Furthermore, they allowed Russia and Iran to intervene on his side, and those countries supported al-Assad secretly in the past and publicly in the last two years.

Khliwi added that Bahrain, the UAE, Israel, and the Syrian regime have common denominators, such as standing against Turkey. This is evident by supporting the  Kurdish-led “Syrian Democratic Forces” (SDF) as a spearhead against Turkey.

Concerning Kushner’s talk about the benefits of normalization for the countries of the region, Khliwi said that this is for media consumption only, and is unrealistic, as he put it.

A shy official Syrian position 

The official media in Syria, which reflects the Syrian regime’s position, has ignored releasing any news related to the Bahraini move while normalizing its ties with Israel. No Syrian official has issued an exact position on Bahrain’s normalization deal with Israel, as of the date of writing this report.

This ignorance was apparent when the UAE-Israeli normalization deal was announced last August. The ruling “Arab Socialist Ba’ath” party in Syria expressed the official position, which condemned the UAE’s move. Later, al-Assad’s advisor, Bouthaina Shaaban, appeared in an interview with the Lebanese al-Mayadeen channel after three days, wondering about the Emirati goal of the step, believing that surrendering to Israel will not make any country better than it is.

The Syrian regime has no official position, which is explained by the political analyst Hassan al-Nifi by two factors: The first is that the Syrian government cannot set an exact position against these countries with which it has good relations, in light of Arab and international isolation.

The second is that the Syrian regime is trying to keep its image before its popular base. The Syrian government is “resistant and reluctant” and seen as the front line status against Israel. 

The Syrian regime describes Israel as an occupying country and the enemy since its establishment.
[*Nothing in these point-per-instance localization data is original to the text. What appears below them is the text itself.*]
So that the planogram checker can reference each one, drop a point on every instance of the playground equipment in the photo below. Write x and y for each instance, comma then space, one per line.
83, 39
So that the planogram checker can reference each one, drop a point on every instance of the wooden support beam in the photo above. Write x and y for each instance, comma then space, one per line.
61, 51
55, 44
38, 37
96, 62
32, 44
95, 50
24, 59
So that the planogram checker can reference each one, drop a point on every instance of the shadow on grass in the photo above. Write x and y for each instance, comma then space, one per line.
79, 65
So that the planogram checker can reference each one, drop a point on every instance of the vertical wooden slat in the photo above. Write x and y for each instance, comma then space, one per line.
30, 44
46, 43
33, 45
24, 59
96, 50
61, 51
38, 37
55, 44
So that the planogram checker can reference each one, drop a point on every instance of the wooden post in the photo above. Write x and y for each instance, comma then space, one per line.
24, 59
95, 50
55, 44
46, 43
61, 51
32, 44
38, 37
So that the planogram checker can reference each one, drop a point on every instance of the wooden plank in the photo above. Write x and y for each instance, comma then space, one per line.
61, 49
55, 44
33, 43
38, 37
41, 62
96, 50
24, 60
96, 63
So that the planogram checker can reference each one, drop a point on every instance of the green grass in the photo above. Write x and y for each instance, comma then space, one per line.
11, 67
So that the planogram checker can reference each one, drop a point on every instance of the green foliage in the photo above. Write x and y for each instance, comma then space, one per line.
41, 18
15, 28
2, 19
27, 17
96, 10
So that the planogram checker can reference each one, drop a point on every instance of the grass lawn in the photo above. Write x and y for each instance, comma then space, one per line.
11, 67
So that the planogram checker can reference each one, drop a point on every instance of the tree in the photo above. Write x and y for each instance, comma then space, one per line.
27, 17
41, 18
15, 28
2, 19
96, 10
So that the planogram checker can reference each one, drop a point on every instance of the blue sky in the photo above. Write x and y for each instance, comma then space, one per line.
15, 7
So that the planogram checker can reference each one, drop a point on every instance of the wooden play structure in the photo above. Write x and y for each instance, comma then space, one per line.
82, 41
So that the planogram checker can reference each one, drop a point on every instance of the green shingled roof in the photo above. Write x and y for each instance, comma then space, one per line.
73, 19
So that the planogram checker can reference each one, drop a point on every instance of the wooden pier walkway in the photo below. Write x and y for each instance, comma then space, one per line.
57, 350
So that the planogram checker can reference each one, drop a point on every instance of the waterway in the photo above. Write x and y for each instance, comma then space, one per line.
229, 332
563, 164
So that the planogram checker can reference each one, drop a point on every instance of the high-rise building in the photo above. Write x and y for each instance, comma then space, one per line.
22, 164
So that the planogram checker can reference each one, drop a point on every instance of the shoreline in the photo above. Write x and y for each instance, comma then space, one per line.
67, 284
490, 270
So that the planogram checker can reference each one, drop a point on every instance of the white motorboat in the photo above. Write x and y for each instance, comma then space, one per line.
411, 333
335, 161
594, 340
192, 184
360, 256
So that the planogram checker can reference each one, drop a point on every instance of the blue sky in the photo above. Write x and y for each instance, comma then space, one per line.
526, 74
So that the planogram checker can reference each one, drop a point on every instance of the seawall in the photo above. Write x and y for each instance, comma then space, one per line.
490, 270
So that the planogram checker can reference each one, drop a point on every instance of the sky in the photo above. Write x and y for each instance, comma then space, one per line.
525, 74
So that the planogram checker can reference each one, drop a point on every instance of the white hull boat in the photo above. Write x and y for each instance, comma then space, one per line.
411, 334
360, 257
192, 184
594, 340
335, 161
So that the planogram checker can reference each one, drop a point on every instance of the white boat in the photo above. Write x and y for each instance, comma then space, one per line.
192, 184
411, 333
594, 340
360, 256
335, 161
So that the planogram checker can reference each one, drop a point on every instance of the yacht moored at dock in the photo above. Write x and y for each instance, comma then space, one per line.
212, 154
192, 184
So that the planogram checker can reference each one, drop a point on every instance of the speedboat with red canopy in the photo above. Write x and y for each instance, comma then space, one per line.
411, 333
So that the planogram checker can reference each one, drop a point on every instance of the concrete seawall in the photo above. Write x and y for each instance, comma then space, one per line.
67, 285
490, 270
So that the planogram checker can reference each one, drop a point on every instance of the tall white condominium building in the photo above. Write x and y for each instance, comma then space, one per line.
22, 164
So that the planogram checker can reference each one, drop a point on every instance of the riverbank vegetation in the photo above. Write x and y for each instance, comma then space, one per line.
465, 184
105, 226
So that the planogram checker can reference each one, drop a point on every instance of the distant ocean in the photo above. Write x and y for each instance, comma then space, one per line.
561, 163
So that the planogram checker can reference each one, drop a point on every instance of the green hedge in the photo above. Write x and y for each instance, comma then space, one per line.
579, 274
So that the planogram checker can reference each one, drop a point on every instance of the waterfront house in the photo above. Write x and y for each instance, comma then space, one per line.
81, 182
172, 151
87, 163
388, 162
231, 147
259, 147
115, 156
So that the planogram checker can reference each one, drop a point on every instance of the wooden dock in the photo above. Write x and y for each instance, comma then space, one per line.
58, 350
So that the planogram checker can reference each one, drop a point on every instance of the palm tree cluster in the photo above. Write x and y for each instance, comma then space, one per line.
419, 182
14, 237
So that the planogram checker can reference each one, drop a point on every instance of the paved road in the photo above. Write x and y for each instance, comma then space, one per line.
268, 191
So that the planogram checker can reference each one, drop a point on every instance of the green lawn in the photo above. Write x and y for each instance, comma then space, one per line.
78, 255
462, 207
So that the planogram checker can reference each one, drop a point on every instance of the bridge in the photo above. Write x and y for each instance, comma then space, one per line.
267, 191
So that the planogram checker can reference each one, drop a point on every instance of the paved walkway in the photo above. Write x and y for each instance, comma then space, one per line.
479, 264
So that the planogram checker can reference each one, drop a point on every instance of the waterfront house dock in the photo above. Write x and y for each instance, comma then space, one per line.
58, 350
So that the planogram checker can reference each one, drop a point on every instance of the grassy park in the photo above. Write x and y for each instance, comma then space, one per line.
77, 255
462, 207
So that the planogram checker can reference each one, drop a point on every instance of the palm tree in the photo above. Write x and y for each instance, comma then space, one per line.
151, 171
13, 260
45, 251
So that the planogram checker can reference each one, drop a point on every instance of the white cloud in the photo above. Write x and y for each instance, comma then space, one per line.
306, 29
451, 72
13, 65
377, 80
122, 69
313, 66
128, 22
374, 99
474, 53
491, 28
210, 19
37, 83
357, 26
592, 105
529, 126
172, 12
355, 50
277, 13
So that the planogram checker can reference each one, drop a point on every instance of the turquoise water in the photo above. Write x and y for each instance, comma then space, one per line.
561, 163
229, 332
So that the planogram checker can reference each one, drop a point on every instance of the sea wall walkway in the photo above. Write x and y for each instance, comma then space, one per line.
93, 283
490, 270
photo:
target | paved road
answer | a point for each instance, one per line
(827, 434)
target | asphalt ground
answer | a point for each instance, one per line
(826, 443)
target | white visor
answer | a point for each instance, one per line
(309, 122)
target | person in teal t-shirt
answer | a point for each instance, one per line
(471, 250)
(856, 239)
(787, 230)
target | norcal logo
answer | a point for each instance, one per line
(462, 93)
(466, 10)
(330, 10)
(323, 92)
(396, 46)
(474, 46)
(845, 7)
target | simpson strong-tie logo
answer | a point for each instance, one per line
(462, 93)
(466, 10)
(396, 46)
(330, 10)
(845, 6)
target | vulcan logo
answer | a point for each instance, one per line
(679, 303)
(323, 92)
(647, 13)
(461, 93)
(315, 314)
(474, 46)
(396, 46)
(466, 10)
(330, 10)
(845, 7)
Three wars broke out between the two countries, namely the “Arab-Israeli” war in 1948, the “six days” war in 1967, and the “October” war in 1973.

Public peace talks between Israel and Syria:

  • “Madrid” conference 1991: Lebanon, Jordan, and Palestine also participated in this peace conference, co-sponsored by the United States and Russia.

The Madrid formula is based on Security Council resolutions and the principle of “land for peace.”

  • 1999 Talks: Attended by Israeli Prime Minister Ehud Barak and Syrian Foreign Minister, Farouk al-Sharaa, in Virginia.
  • January 2000: Israel shows its unwillingness to withdraw from the Golan Heights completely, but wants to keep lands near Lake Tiberias, which causes the collapse of the negotiations.
  • March 2000: Hafez al-Assad meets with US President Bill Clinton in Geneva to resume negotiations, but all of this collapses due to Clinton’s refusal to pressure Barak to withdraw entirely from the occupied Syrian territories.
  • January 2004: Israeli Prime Minister Ariel Sharon is ready for talks on the condition that Damascus stops supporting Palestinian organizations and Hezbollah.
  • June 2007: Israel announces the return of all lands on condition of disengaging Damascus and Tehran, and expelling Palestinian groups from Syria.
  • April 2008: Israel is ready to withdraw from the occupied Golan in exchange for peace with Syria.
  • 2011: The outbreak of the Syrian revolution, and all public talks stopped.
  • Since 2011, Israel has launched dozens of airstrikes across Syrian territory.